Other than a continued disparity in numbers of losses (combining Panigarola's two narratives, he thought the Burgundians had lost 4,000-5,000 men, including 1600 dead, while the French had lost 200 dead) and a very confused set of activities (it is really hard to make a coherent narrative from the accounts, let alone determine any kind of plan), there is little to report on artillery and archers.  However, it seems attributing all the casualties where the guns were to the guns is to exaggerate their effect.  Archers caused a lot and waves of hand to hand fighting added others.  Panigarola mentions the archers killed a lot of the horses, for example.

Title: Re: Archers v. artillery
Post by: Patrick Waterson on January 27, 2018, 07:38:40 PM
Quote from: Dangun on January 27, 2018, 03:21:12 PM
Tangentially related, but in a similar vein, I was tossing up as to whether to write a short note for Slingshot on the four sources for the sack of Chang'an. But they might not conflict enough to be interesting.
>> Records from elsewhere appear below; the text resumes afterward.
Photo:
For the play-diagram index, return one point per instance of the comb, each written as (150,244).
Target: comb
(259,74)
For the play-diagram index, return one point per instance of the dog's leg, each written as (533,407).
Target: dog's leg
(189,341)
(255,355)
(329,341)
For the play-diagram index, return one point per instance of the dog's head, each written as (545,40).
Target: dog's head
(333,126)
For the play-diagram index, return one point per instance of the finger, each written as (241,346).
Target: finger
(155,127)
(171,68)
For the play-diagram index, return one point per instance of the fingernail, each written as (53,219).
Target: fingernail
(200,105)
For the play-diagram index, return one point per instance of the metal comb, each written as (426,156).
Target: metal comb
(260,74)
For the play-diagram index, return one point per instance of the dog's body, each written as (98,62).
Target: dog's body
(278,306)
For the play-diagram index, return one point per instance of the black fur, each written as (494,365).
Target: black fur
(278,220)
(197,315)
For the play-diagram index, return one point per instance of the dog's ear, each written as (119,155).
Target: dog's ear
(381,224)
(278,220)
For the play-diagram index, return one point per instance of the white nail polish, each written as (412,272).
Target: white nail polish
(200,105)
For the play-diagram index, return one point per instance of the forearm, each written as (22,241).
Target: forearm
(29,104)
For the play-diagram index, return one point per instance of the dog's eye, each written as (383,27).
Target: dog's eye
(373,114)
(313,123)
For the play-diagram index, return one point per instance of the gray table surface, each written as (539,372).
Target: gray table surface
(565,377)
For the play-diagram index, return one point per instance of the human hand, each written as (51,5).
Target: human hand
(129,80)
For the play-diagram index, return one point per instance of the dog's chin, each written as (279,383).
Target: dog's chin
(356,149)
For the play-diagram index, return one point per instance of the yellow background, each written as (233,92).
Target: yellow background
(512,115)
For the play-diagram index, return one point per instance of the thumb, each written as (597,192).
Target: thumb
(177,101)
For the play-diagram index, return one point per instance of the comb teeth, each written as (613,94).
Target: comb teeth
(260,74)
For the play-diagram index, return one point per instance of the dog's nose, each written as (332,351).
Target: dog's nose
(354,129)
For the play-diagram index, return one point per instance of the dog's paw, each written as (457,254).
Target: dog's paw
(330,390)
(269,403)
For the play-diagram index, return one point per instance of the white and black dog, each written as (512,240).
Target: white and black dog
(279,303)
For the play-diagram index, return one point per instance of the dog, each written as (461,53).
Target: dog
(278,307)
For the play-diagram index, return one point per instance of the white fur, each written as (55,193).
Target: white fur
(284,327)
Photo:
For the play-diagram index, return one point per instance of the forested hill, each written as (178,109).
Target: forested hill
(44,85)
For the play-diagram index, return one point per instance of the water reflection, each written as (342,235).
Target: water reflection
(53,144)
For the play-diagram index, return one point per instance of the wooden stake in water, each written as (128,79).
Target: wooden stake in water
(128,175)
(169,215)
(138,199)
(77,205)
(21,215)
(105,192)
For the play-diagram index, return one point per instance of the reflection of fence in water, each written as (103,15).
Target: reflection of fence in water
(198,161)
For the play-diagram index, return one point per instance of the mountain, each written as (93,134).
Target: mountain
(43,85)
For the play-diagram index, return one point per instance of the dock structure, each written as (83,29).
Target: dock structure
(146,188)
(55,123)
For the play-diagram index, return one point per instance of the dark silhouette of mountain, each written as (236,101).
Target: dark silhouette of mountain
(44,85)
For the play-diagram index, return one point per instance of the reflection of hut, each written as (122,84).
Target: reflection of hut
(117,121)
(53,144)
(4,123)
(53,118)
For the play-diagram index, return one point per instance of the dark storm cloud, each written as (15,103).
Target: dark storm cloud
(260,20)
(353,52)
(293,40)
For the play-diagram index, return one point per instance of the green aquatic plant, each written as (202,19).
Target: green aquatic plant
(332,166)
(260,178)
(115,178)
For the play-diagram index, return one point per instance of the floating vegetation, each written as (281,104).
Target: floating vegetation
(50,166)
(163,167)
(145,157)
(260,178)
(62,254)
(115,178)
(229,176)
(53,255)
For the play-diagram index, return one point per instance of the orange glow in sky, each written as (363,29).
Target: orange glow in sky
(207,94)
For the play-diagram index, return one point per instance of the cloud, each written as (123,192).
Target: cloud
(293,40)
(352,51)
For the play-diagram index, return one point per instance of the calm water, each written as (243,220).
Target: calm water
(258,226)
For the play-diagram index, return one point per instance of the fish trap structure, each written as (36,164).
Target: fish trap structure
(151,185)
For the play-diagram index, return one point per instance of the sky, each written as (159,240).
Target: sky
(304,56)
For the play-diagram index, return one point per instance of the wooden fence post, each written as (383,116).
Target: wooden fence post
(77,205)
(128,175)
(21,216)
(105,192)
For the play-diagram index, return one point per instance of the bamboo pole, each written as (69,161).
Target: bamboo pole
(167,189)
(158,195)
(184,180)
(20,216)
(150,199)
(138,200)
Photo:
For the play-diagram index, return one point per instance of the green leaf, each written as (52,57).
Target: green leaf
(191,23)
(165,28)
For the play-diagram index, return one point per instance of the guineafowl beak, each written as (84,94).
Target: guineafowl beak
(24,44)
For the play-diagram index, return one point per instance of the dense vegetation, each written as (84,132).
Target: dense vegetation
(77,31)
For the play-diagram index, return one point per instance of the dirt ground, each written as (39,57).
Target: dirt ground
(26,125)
The actual sack and events leading up to it and following it might be, though - and having four sources in reasonable agreement on at least some points while differing in others should make the analysis part interesting.

Quote from: Erpingham on January 27, 2018, 04:14:20 PM
However, it seems attributing all the casualties where the guns were to the guns is to exaggerate their effect.  Archers caused a lot and waves of hand to hand fighting added others.  Panigarola mentions the archers killed a lot of the horses, for example.

Yes, good points.  One wonders whether anyone Burgundian was hoping to instil a fear of guns in potential opponents, which might (if it had worked) have had the effect of making opponents reluctant to close with gun positions in future, at least from the front.
Title: Re: Archers v. artillery
Post by: Erpingham on January 28, 2018, 11:05:33 AM
Quote from: Patrick Waterson on January 27, 2018, 07:38:40 PM
One wonders whether anyone Burgundian was hoping to instil a fear of guns in potential opponents, which might (if it had worked) have had the effect of making opponents reluctant to close with gun positions in future, at least from the front.

As the letter was back to the Burgundian court, it was more likely it was to demonstrate all this expensive new technology was worth the investment :)

If we look at the career of Charles the Bold, he seems to have concluded massed artillery was a useful tactic, as he regularly uses massed guns hereafter.
Title: Re: Archers v. artillery
Post by: Duncan Head on January 29, 2018, 08:58:23 AM
Quote from: Dangun on January 27, 2018, 03:21:12 PM
Tangentially related, but in a similar vein, I was tossing up as to whether to write a short note for Slingshot on the four sources for the sack of Chang'an. But they might not conflict enough to be interesting.

The 763 sack by the Tibetans, the 880 sack by Huang Zhao, or some other one I've missed?

Either way, I for one would be delighted to read such a note.